Though I feel the sobriety of knowledge directing my thoughts, I still feel the same way about Eve. I remember the past. I know what I did and how I treated her. How I drifted away into solitude and despair. The fact we lost our only child and couldn't have anymore hurt me too and drove a wedge between us. It's all I can think about now, but despite it all, I remember with vivid clarity how hard I fell for Eve since we came to Earth. I realize now, with her shutting me out because of the past, how much I still love her. I've always loved her, but I don't know if anything will ever change the way she looks at me now as we continue our journey through the forest with our drone escort leading the way.
Before long, Eve falls behind me. I suppose so she won't have to make eye contact with me. It's better I can't see her now, because it would make the tightness in my chest worse.
I narrow my eyes and fight back the swelling emotions that last night brought me. Then I remember something. We saw a three-dimensional image of our daughter's face before the miscarriage. Now, the memory of seeing the stillborn body on a table before they took Autumn away stings the back of my eyes. There, I saw Eve bent over, weeping over our loss, and me, suffocating in the background, drowning and wishing I could muster the words to say something to ease her pain. To ease our pain, but all I did was put a hand on her shoulder and watched her cry.
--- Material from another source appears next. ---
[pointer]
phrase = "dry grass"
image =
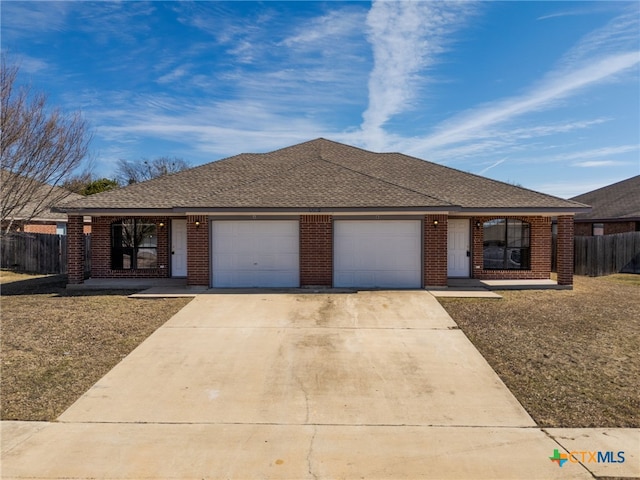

I held her after that moment and let her bury her face in my chest, but I did little of that in the days and weeks that followed. I kept thinking, if the world is about to end, if a global ocean is about to sweep over the Earth, and I can't even have children with my wife, what point is there to playing house and acting like everything is okay when it's not.
It wasn't okay then, and it's still not okay now.
But I still love Eve, and she's still my wife. What we'll do next when all we have is each other and a drone with artificial intelligence, I don't know. Time will tell.